Apologies if my message came across like that - I generally didn't mean it that way - I'm just still confused as to what blood tests a GP would order for LC would show that "from googling the abnormalities are basically blood serums still contains virus"?

I say this as someone with a partner who has LC, so genuinely asking with interest, not to try and be rude.

As I said in my PP I completely get why you're annoyed and your GP should have contacted you about abnormal results. No I'm not a doctor or a nurse but do work a a research scientist so have a little bit of insight though def not an expert.

oops for the avoidance of any doubt - the above post is me! NCed for a relationship query :)

@saltedcaramel1 I painstakingly googled many scientific pages with each test result and the levels, as I said, as a matter of deduction the blood levels are showing virus is still in my system. I was a HCA so I have an understanding of what is detected.
Which I am pleased in a way, as it shows I’m haven’t got any kind of leukaemia. However, as I’m still ill with so many symptoms it looks like I could be in for LC which won’t be diagnosed until 12 weeks.

So I’m in that limbo stage at the moment.

Have rang GPs, I unfortunately got the unhelpful receptionist, who wants me to ring at 8am, tried to explain that as I’m feeling at the moment that will be pretty much impossible. So, get this , I have a nurse practitioner ringing me to discuss bloods and ongoing symptoms in …….2 weeks! Unbelievable! 🤬

Dr Claire Taylor on Twitter is worth following.

Hello All

I had covid end of Aug for the 3rd time (came back from holiday in Wales with it)

Initially, was just a very bad cold and exacerbation of asthma symptoms.

I did see GP in early stages as I was still feeling bad after 3-4 weeks and he listened to heart and lungs and said all clear and just rest was needed and he signed me off work - Am currently signed off work till next week but am struggling with fatigue and awful headaches mostly.
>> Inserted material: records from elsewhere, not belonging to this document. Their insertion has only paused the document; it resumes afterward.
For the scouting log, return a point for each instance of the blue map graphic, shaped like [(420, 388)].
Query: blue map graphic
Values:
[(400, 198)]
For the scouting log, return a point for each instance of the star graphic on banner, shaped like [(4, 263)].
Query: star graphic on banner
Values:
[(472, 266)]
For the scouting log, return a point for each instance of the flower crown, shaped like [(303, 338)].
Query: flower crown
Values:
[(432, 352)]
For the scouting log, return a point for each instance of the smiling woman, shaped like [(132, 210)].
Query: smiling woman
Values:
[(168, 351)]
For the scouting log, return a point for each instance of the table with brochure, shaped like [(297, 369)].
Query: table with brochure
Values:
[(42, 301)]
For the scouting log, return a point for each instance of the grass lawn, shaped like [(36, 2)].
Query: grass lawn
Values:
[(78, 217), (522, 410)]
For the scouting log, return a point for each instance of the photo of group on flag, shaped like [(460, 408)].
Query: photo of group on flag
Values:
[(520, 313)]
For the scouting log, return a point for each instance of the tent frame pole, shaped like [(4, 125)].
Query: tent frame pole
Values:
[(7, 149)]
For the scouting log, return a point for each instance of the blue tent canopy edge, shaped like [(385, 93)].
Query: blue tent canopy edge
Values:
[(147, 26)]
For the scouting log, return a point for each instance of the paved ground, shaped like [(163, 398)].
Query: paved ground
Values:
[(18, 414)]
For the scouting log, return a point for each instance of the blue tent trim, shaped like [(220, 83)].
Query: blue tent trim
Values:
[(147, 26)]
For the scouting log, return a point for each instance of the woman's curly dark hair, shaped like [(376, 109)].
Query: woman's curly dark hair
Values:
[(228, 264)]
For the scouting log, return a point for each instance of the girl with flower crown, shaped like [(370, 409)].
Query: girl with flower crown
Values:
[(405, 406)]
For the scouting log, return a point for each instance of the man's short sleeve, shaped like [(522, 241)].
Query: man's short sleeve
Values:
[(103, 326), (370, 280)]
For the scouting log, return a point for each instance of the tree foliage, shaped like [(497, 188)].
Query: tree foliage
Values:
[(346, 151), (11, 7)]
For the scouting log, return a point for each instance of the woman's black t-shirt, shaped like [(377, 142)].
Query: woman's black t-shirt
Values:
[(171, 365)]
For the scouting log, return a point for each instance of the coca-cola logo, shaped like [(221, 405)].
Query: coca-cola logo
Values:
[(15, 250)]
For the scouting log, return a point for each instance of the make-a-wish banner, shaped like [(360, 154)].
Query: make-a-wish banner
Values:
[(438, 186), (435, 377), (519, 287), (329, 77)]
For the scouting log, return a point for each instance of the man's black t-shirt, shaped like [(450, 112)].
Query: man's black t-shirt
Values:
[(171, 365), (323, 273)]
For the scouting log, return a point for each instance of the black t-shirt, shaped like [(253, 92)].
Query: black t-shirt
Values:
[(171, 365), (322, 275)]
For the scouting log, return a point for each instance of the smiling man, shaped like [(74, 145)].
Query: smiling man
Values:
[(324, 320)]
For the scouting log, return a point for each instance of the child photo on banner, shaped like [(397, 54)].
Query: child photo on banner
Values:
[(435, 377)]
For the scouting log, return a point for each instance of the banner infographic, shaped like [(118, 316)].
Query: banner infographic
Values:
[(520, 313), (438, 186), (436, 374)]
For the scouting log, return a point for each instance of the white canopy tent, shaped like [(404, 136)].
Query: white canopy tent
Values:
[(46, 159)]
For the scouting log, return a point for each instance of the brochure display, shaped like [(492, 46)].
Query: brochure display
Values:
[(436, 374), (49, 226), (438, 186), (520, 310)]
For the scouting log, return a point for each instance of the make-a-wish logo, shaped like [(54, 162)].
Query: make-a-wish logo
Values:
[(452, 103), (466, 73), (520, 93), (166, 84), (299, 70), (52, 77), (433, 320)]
I find I am worried to do anything - we went bowling a couple of weeks ago as a reward for DC - out 2 hours, came home and needed a nap as exhausted and pretty much slept for 21 hours. But then conversely I can lie awake for hours, so tired I want to cry and sleep does not come. I am not the fittest person ever but used to love long walks, the holiday I came back from in Aug with Covid we did a 5-6 hour walk up and down hills (and it is the last time I felt normal) and now a ten minute walk I am breathless and have to ask my nearly 70 year old Mam to slow down for me.

I take Sertraline anyway for anxiety and depression for last cpl years and feel like I'm on a downward slide but I'm just so exhausted. Brain fog as some have described on here - I just forget what I was saying mid sentence or struggle to find a word of something I can be looking at.

Not sure if this is related but at night I keep getting bad pins and needles in my right thigh, another things which keeps me awake.

Occasional Sore throat, earache, and stich like pain in ribs, occasional blurry vision but mostly when tired so putting it down to that - but not sure how much of this is me being hyper aware of every little thing.

I'm anxious being off work but more anxious at the thought of going back - worried what people might be thinking, I don't think my husband realises just how bloody exhausted I am as I look fine - so feel like I have to push myself so im not seen as "lazy" then make myself feel worse.

@FancyFlapjack Wow you have pretty much described my life now ! I’m eight weeks down the line.
I don’t go to work anymore, as I wouldn’t get much further than getting ready, never mind driving or managing a days work. The fatigue hits me after a short time of doing a light household chore, or a shower.
I have to manage everything on a day to day basis, I’m reluctant to make any plans.
Like you, I used to go hillwalking in Snowdonia for hours, can’t see that happening again.
I am tired and sleepy all day and come the night lay in bed for hours waiting for sleep to come. Hence on MN at 2am!

Then, I have headaches, poor concentration and dizziness, the dizziness is weird, it’s not like vertigo it feels more like the lightheadedness of having too much to drink and I’m also a little unsteady. I haven’t driven since before I had Covid. I mention this to GPs they seem to gloss over it.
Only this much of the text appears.